Periodontics-DScD Resident a Henry M. Thornton/SCADA Fellowship Recipient
Philadelphia — Dr. Kang Ko (D’15, GD’18), a resident and Doctor of Science in Dentistry (DScD) candidate in Penn Dental Medicine’s periodontics postdoctoral program, has been selected to receive a 2016 Henry M. Thornton/SCADA Fellowship, presented by the Student Clinician Research Program of the American Dental Association (SCADA). The fellowships provide financial support to SCADA Associates in postgraduate study. Dr. Ko became a SCADA Associate in 2013 when he represented Penn Dental Medicine in the American Dental Association (ADA)/DENTSPLY Student Clinician Research Program.
Dr. Ko, who earned his DMD from Penn Dental Medicine in 2015, recently completed his first year in the Periodontics-DScD program, spending time in the clinic as well as continuing his research within the lab of Dr. Dana Graves, Professor and Interim Chair of Periodontics. Penn Dental Medicine’s research intensive DScD program is designed to prepare graduates for a career in academic dentistry. “Kang’s research within the DScD program is laying the groundwork for his pathway to academics,” notes Dr. Graves.
With a strong interest in pursuing a teaching and research career within dental medicine from the time he entered dental school, Dr. Ko has been actively involved in research over the past five years, building on a project within Dr. Graves’ lab that is looking at the role of diabetes-mediated chronic inflammation on mesenchymal stem cells. “Understanding how these cells behave under pathogenic conditions is important, as they are essential for new bone formation,” says Dr. Ko.
As a DMD student, he began working on the project as part of the School’s Summer Research Program and then as a Research Honors student, and now, he is continuing to build on the study through the Periodontics-DScD program. Recalling how his study has progressed over the years, Dr. Ko says:
“I initially presented preliminary data showing that diabetes decreased the number of mesenchymal stem cells and the amount of bone formation during fracture healing, and that this phenomenon was due to prolonged inflammatory condition.” Dr. Ko recently published this work with Dr. Graves (Ko, et al, Diabetologia, 2015).
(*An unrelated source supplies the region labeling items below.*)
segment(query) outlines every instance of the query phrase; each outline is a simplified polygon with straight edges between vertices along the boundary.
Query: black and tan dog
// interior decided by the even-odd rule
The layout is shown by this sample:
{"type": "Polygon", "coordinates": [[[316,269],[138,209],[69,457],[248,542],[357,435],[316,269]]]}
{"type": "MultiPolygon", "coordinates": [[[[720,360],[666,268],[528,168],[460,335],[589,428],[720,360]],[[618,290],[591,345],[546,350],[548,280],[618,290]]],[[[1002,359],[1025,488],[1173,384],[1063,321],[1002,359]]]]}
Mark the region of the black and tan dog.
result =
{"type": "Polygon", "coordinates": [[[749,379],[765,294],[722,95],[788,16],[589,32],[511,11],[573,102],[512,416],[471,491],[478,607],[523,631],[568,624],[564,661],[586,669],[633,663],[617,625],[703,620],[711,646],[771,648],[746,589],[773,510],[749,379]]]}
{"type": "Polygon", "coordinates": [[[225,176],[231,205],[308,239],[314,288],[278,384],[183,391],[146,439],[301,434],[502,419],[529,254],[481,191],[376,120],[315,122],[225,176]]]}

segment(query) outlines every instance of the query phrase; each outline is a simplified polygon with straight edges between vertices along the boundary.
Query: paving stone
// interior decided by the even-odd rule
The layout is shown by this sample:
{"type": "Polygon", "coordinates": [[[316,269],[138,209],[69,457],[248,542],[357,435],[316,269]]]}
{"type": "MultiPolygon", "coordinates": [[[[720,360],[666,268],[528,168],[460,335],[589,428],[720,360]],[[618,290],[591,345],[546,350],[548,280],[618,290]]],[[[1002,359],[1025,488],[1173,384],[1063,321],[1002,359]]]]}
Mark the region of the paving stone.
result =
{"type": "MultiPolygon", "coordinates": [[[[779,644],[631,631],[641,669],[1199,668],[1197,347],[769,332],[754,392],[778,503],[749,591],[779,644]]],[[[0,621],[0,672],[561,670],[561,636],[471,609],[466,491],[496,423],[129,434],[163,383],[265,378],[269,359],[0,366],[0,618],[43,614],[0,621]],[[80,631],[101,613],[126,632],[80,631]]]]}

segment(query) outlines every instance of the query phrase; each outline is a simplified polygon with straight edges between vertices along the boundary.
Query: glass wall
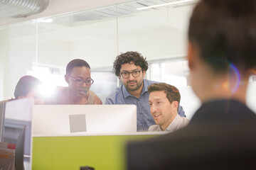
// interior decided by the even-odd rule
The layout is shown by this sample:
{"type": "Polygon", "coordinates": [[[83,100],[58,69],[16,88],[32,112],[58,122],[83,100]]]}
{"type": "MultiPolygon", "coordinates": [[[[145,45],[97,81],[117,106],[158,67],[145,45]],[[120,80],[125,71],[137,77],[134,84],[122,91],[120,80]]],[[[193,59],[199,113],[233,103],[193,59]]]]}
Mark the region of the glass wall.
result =
{"type": "MultiPolygon", "coordinates": [[[[152,64],[148,79],[186,86],[188,73],[181,74],[187,72],[186,67],[177,72],[170,64],[177,58],[186,64],[183,61],[193,5],[137,10],[143,3],[133,1],[1,28],[0,99],[13,97],[16,82],[25,74],[48,87],[65,86],[65,68],[73,59],[83,59],[92,72],[104,74],[112,72],[116,56],[127,51],[138,51],[152,64]]],[[[45,89],[50,91],[49,88],[45,89]]]]}

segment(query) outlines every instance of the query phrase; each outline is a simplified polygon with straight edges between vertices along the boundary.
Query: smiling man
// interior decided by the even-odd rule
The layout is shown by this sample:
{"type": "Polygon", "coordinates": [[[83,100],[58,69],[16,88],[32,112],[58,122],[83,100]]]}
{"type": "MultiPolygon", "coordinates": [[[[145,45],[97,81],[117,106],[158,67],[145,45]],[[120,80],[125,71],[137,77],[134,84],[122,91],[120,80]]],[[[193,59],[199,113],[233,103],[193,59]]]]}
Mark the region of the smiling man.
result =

“We later demonstrated the mechanism by which diabetes-mediated chronic inflammation promoted mesenchymal stem cell death and inhibited proliferation through a transcription factor called FOXO1. And presently, I hope to further elaborate the mechanism by which diabetes interferes with MSC [mesenchymal stem cell] function and how this in turn may worsen the healing environment in diabetes. It would be interesting to see if the same holds true for the periodontal disease model.”
The 2016 Henry M. Thornton/SCADA Fellowship awards will be presented at the ADA Annual Session in Denver in October 2016.